La tierra recién barbechada en algunos campos y otros, con pequeños brotes verdes sobre los surcos húmedos eran los recuerdos que se habían grabado en mi memoria unas semanas atrás. Esas imágenes captadas en el trayecto hacia San Miguel de Allende trajeron inspiración que después usé en la conferencia de escritores por varios días. Un recorrido que, ahora, volvía a hacer pero, esta vez, sentada en la banca lateral sin respaldo de una ambulancia que trepidaba sin descanso haciendo aún más difícil mantener el equilibrio.
Mis ojos pasaban de la camilla, donde mi hija apretaba ojos y dientes para sofocar el dolor, a la ventana donde el paisaje se desdibujaba por la velocidad y mis lágrimas.
Apenas amanecía y la mezcla entre la penumbra y los rayos tenues del sol se mezclaban en un punto que hacía parecer que un telón se descorría para descubrir los cultivos verde intenso que ya crecían en los mismos campos por los que pasé semanas atrás.
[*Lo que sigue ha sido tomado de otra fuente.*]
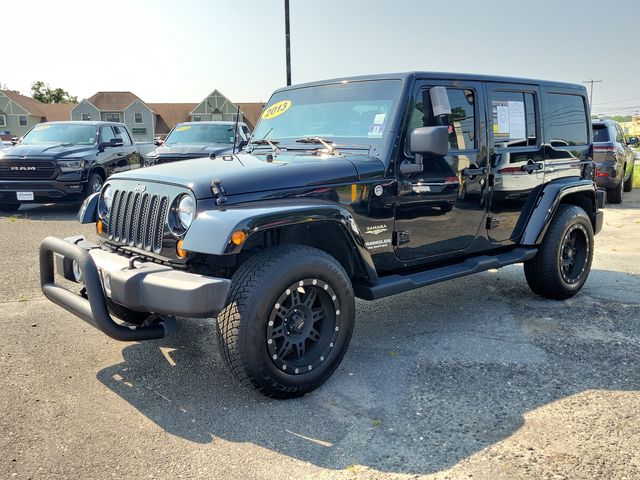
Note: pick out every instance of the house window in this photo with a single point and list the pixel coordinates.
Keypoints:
(112, 117)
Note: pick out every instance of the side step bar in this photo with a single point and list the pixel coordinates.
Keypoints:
(403, 283)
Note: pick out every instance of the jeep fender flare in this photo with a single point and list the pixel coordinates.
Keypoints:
(210, 233)
(537, 217)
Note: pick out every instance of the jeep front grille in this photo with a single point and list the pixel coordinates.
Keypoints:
(138, 220)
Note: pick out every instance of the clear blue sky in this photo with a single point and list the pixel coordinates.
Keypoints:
(180, 50)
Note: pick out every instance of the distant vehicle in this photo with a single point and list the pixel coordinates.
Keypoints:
(63, 161)
(198, 139)
(614, 159)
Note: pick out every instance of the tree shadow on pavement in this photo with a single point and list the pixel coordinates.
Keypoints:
(432, 376)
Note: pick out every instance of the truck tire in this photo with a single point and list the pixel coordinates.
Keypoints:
(9, 207)
(615, 194)
(628, 183)
(563, 262)
(288, 320)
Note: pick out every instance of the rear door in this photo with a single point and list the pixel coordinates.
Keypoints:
(517, 156)
(440, 210)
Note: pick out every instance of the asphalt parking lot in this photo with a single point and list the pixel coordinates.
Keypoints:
(474, 378)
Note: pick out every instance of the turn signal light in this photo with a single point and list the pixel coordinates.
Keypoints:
(238, 237)
(182, 253)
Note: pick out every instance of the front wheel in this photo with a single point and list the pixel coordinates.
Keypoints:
(563, 262)
(288, 320)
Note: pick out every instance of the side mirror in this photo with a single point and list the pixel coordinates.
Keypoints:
(430, 140)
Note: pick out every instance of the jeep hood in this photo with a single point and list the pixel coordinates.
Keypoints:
(246, 173)
(50, 152)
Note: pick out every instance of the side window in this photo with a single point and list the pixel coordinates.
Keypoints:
(122, 133)
(566, 120)
(513, 119)
(461, 121)
(106, 134)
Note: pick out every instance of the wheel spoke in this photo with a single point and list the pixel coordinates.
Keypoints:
(284, 349)
(310, 297)
(314, 335)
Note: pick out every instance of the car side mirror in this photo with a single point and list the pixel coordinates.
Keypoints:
(430, 140)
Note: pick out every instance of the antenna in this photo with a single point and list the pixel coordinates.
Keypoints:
(235, 132)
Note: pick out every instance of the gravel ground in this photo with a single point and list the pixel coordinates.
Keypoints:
(474, 378)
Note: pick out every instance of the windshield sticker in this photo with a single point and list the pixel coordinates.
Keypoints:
(375, 131)
(276, 109)
(379, 119)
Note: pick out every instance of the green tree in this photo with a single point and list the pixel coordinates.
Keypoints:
(44, 93)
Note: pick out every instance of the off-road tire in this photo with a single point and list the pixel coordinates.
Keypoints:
(244, 323)
(628, 183)
(614, 195)
(544, 272)
(9, 207)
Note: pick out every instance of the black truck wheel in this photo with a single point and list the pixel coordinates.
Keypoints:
(9, 207)
(288, 320)
(615, 194)
(563, 262)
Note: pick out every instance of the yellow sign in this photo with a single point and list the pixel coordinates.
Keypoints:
(276, 109)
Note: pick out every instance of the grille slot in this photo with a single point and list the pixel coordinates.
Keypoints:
(27, 169)
(138, 219)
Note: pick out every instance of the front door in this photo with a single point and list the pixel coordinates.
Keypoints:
(440, 210)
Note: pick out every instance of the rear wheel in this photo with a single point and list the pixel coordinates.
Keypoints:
(288, 320)
(615, 194)
(563, 262)
(9, 207)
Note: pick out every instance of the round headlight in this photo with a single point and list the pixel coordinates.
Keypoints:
(186, 211)
(107, 196)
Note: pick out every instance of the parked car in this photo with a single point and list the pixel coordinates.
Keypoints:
(64, 161)
(277, 241)
(198, 139)
(614, 159)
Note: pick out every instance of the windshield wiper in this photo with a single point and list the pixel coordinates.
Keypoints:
(320, 141)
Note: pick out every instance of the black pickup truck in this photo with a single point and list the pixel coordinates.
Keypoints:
(64, 161)
(355, 187)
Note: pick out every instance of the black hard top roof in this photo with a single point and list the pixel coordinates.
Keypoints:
(440, 76)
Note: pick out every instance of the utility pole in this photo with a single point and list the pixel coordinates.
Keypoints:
(592, 81)
(287, 40)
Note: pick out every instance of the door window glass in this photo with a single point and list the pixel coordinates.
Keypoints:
(461, 121)
(566, 120)
(513, 119)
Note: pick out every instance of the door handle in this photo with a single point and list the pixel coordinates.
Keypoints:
(474, 172)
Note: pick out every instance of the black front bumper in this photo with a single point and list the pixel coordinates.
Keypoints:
(44, 191)
(140, 286)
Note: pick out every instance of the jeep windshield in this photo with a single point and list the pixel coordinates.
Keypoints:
(349, 113)
(201, 134)
(60, 134)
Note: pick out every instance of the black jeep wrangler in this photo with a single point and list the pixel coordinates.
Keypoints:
(358, 187)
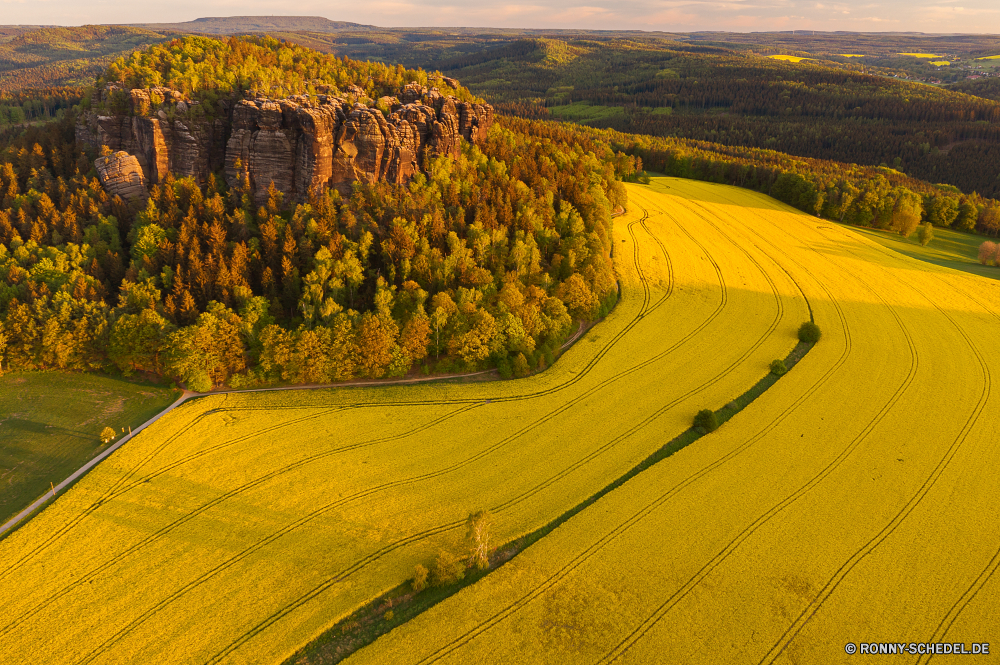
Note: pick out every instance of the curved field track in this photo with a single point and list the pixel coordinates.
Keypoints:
(239, 527)
(855, 501)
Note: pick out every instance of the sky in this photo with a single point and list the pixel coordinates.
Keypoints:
(973, 16)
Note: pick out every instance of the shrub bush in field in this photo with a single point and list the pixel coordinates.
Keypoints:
(706, 420)
(926, 234)
(809, 333)
(448, 569)
(419, 578)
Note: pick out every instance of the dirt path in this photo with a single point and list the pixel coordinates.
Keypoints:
(186, 395)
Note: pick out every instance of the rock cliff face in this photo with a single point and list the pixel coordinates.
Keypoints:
(298, 145)
(121, 175)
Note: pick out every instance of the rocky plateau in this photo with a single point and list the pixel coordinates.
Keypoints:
(299, 145)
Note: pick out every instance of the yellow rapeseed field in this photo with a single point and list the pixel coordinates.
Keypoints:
(854, 502)
(789, 58)
(239, 527)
El agua, el sol y el tiempo lograban el cambio en aquellos sembradíos. Y el tiempo, también, traía su efecto a mi vida, a nuestra vida.
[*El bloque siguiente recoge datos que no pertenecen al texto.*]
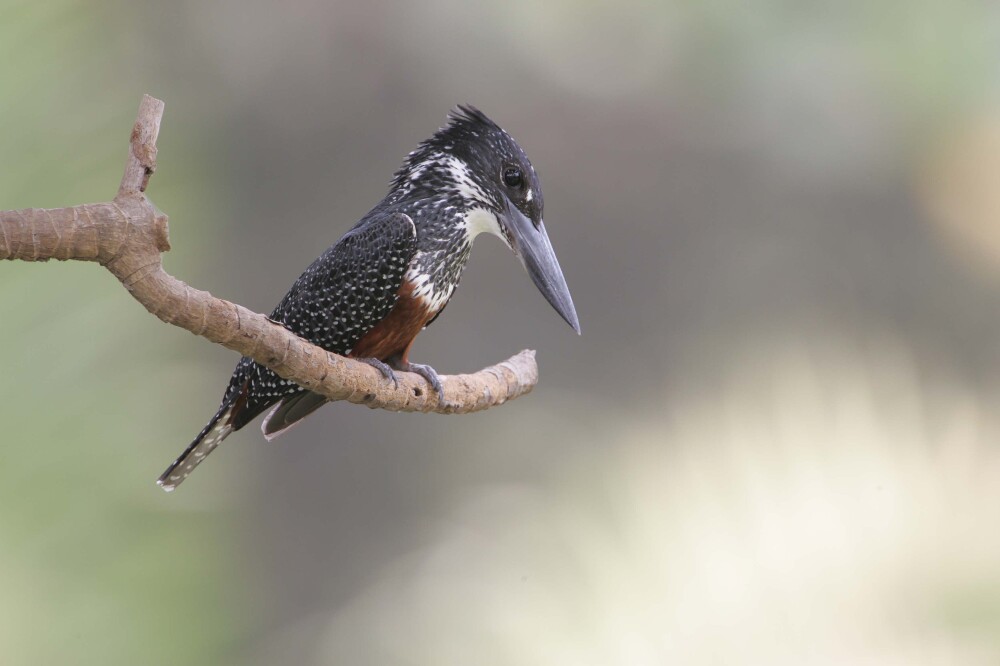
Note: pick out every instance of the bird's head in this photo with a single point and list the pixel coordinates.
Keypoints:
(475, 169)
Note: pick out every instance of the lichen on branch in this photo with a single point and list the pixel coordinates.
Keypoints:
(127, 235)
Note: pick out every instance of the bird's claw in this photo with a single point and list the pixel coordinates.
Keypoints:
(386, 371)
(432, 377)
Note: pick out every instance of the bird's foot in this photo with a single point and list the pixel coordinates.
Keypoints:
(432, 377)
(386, 371)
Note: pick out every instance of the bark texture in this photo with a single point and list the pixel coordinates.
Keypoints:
(127, 235)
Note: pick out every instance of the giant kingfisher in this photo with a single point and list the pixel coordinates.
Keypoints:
(370, 294)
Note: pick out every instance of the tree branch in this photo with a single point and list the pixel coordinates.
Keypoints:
(127, 235)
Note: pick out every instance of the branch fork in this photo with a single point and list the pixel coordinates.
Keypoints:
(127, 235)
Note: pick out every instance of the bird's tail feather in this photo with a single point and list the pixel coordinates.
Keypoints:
(206, 441)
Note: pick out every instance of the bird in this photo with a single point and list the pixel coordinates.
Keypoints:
(392, 274)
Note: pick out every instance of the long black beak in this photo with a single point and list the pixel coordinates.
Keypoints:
(532, 246)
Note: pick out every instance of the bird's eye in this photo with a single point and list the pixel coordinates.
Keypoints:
(512, 177)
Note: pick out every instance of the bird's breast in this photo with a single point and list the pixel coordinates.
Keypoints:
(395, 333)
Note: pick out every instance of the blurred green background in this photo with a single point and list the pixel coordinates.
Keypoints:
(776, 441)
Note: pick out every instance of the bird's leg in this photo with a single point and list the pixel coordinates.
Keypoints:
(386, 371)
(400, 362)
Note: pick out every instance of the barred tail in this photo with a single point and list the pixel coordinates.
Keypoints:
(206, 441)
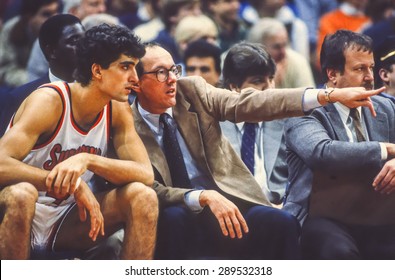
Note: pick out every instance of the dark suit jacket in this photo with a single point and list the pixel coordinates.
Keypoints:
(335, 176)
(199, 109)
(13, 99)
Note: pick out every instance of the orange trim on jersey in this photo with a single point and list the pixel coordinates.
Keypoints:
(75, 124)
(60, 122)
(109, 121)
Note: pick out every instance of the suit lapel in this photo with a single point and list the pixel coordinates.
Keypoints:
(155, 152)
(188, 126)
(376, 126)
(336, 123)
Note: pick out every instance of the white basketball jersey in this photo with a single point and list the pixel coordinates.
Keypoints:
(69, 139)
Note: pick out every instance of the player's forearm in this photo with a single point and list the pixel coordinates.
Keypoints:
(13, 171)
(121, 172)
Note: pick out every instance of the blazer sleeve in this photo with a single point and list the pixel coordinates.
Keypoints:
(250, 105)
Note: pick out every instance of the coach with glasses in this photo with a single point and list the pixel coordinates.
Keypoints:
(211, 205)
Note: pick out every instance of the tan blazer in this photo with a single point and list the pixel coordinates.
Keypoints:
(199, 109)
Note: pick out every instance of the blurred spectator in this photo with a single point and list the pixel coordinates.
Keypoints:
(349, 15)
(296, 28)
(382, 15)
(37, 65)
(96, 19)
(57, 38)
(126, 11)
(17, 38)
(310, 11)
(171, 13)
(149, 31)
(83, 8)
(293, 70)
(384, 70)
(249, 65)
(225, 14)
(203, 59)
(195, 27)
Una pregunta saltaba una y otra vez al ritmo de la palpitación de mis sienes: ¿Qué hago aquí? ¿Qué hago aquí? Me era difícil rellenar el tiempo entre aquellos paisajes recién barbechados y la loca carrera en la ambulancia. ¿Cómo había ocurrido todo para encontrarme atrapada en una realidad tan angustiante, tan sombría?
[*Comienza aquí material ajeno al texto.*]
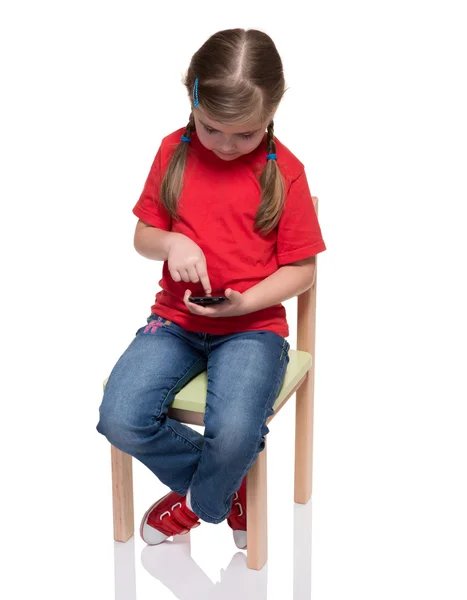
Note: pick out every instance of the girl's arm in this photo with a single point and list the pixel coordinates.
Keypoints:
(285, 283)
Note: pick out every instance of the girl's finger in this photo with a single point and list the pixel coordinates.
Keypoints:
(175, 275)
(193, 274)
(203, 276)
(185, 275)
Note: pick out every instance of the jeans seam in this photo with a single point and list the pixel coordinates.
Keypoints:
(264, 422)
(189, 442)
(164, 398)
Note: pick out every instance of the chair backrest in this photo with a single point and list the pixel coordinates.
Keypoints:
(306, 312)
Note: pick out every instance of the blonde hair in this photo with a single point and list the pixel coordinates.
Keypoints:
(240, 77)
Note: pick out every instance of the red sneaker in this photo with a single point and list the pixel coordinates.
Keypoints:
(237, 517)
(168, 516)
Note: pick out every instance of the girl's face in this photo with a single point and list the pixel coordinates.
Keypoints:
(228, 141)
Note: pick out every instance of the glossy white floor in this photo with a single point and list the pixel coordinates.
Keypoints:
(206, 563)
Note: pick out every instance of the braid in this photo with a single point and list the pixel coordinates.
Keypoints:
(270, 141)
(172, 184)
(272, 190)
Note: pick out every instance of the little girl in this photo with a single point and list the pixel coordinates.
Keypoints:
(228, 209)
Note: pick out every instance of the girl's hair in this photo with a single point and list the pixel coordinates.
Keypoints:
(240, 77)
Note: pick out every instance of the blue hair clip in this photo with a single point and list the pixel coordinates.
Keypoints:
(195, 93)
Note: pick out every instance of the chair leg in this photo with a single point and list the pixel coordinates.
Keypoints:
(122, 495)
(257, 519)
(304, 440)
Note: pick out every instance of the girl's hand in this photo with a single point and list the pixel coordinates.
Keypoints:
(186, 261)
(234, 306)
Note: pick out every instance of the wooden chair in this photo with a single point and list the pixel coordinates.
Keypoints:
(188, 407)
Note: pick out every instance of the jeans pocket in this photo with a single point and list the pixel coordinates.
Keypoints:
(154, 323)
(285, 350)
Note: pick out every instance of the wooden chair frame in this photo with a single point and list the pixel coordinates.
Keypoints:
(122, 475)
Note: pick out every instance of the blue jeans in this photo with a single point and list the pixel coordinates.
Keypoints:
(245, 374)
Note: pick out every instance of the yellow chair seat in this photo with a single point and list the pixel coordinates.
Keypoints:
(193, 395)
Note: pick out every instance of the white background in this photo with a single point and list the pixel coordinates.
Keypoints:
(376, 112)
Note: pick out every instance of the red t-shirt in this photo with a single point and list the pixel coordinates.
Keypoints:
(217, 209)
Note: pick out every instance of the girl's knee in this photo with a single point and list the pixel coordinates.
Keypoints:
(125, 430)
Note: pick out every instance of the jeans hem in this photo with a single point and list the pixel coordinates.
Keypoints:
(204, 516)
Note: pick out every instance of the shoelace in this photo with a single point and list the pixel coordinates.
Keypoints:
(178, 521)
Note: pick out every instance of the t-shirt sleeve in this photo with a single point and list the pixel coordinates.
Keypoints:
(149, 207)
(299, 234)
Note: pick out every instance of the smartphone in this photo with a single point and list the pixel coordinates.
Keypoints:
(206, 300)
Volví los ojos al rostro de mi pequeña y me aferré a una idea: todo había cambiado pero ella seguía ahí, como fuera, pero estaba a mi lado. Cerré los ojos y oré entre los movimientos abruptos de la ambulancia: “No importa lo que pase a mi alrededor, Señor, sólo déjala a mi lado”.
A los cincuenta, reconozco que no he logrado comprender aún la fragilidad de mi existencia, el verdadero estado de vulnerabilidad del ser humano y el vertiginoso efecto del tiempo.